The crimes of human trafficking and modern-day slavery are an odd contradiction, said U.S. District Attorney Thomas Delahanty II. On one hand, people know it's happening. On the other, it's virtually invisible and difficult for the law to define.
"It's actually a series of crimes against the person," Delahanty said. "It takes many forms. In Maine, you won't find it listed among the most frequently reported crimes because it takes so many different forms. It is not easily recognized and severely under reported."
Friday's agenda included presentations by Delahanty, a panel of law enforcement and social-service officials and a presentation by Harvard researchers on the impact of human trafficking on health care and what doctors and nurses can do about it.
The conference will continue Saturday with events at Auburn Hall and Festival Plaza.
Speaker Minh Dang, a former victim of sexual slavery, will present a talk on healing at 2 p.m. at Auburn Hall. Dang will discuss her experiences as a slave at 6:30 p.m. at East Auburn Baptist Church, 560 Park Ave.

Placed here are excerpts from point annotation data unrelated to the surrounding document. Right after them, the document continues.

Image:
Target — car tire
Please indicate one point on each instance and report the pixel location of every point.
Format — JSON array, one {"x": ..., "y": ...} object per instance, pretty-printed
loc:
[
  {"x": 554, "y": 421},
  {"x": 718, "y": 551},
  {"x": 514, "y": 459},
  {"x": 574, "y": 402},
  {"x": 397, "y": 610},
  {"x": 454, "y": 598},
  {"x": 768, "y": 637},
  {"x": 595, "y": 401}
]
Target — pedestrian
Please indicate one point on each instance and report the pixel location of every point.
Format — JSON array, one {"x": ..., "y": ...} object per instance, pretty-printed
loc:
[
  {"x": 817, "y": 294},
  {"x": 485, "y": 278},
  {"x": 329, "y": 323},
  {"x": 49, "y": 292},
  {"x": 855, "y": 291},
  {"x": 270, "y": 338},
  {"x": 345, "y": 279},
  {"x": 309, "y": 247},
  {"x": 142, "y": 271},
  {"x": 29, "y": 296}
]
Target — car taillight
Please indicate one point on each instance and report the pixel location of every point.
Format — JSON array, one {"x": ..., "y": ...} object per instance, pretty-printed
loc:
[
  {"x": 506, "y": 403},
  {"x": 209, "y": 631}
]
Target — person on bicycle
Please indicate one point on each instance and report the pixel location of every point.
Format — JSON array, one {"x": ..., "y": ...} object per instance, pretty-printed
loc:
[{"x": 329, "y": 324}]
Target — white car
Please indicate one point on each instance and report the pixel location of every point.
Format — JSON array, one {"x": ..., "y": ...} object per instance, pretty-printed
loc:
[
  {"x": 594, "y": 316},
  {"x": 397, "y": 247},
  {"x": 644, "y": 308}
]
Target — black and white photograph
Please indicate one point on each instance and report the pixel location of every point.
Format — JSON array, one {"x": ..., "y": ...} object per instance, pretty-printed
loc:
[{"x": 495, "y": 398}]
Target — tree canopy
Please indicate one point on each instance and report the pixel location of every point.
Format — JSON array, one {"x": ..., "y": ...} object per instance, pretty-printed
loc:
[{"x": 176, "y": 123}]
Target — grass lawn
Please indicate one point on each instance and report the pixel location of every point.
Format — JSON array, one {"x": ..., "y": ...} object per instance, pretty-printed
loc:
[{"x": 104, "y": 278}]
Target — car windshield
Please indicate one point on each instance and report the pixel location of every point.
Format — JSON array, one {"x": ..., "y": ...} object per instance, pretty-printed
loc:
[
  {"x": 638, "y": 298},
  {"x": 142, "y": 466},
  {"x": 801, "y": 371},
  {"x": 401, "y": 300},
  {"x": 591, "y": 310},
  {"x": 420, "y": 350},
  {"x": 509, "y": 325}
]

Dang was scheduled to give her presentation Friday, but her flight into the Portland Jetport was delayed.
Assistant U.S. Attorney Leah Foley, of the Massachusetts district, detailed her experience prosecuting a group of pimps and prostitution traffickers with ties to Maine. Dozens of underage girls — many still attending high school — were lured into prostitution with promises of money and security. Their personal papers and belongings were confiscated, the girls were raped, beaten and brainwashed until they were arrested or managed to escape.
"They had all turned to these guys as comfort, and they looked to these other girls as family from that point on," Foley said. "I don't think they liked each other, but I think they depended on each other to make it through."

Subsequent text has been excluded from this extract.